Why not attempt this on a small controlled area to see how it works instead of using the oil spill as a testing ground for unknown chemicals which have failed thus far.
 
pretty much this.

part of the problem is soaking it up, but BP simply doesn't have the necessary equipment to contain the problem (coupled with the obvious dilemma of a still-flowing source). using hay just relocates the problem from the surface/mid-ocean to the seafloor, which suffocates any life trapped under the newly minted carpet of oil-soaked hay.

I have no standing to say this with any degree of authority, but I'm fairly certain that suffocating the life on the seafloor is exponentially more damaging to the ecosystem than the currently floating pollutants.
 
If they left the hay in the ocean for a short period of time like 24hrs I think they would be ok.
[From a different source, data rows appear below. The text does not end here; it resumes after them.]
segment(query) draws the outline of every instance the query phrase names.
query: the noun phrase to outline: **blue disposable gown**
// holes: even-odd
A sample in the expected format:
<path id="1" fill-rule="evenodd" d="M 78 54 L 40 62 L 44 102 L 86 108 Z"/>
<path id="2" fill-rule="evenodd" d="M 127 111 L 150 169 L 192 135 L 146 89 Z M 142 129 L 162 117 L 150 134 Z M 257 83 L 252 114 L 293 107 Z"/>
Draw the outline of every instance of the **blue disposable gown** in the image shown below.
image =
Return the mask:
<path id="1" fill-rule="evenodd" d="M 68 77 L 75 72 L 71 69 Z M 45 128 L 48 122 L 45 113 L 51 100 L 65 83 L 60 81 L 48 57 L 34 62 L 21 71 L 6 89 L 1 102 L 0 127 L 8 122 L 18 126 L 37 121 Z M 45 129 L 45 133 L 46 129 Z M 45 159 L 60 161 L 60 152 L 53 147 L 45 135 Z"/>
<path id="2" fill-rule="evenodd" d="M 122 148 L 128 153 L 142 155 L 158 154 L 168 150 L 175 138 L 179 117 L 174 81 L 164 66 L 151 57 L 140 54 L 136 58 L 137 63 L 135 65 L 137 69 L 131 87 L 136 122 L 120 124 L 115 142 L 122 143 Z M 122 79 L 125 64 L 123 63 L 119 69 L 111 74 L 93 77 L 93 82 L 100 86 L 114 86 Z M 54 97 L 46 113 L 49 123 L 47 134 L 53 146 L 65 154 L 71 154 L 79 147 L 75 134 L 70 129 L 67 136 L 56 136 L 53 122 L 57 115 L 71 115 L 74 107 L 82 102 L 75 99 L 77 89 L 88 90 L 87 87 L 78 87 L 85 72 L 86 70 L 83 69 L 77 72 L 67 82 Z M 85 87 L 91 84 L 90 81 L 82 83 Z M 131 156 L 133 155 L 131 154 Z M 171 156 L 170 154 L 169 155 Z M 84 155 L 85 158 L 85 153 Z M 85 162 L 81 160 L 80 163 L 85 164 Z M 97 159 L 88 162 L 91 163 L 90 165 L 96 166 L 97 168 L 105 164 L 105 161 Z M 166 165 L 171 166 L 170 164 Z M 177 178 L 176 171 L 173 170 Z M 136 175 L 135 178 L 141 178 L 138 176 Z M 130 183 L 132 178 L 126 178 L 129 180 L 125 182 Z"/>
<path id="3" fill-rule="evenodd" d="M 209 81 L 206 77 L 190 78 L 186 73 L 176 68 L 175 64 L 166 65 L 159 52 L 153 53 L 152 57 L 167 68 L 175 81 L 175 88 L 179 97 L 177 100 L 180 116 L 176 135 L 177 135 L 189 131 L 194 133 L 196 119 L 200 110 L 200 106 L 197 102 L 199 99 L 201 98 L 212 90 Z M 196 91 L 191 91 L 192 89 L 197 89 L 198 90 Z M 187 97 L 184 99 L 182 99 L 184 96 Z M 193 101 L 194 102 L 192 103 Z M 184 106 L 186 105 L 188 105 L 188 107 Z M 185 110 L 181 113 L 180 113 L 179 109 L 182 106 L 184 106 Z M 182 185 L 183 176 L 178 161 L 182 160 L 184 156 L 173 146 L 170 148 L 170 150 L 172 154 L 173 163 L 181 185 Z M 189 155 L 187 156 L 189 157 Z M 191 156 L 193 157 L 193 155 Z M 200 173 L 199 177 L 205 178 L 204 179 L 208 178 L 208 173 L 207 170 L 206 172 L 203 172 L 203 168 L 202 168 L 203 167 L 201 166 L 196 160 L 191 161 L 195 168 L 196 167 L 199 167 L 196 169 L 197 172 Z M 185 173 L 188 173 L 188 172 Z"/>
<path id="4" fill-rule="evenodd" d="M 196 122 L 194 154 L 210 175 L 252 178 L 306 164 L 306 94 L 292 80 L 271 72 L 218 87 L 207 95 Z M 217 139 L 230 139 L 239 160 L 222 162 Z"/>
They can then skim the ocean to pick up the hay then send it off to incinerators. One County in FL already has a plan in place to drop hay if the oil slick starts shifting toward the coastline.
 
skim how? oil-soaked hay sinks, that's why it would suffocate life on the seafloor. they'd basically have to dredge massive tracts of seafloor to recover it all.

And then incinerate it? That's not really a well-thought out position, unless you want to argue the merits of trading oceanic pollution for atmospheric pollution.
 
I'm all for supporting out-of-the-box solutions (hence why I can understand bringing in David Cameron for consultation), but hay is simply unfeasible on the large scale.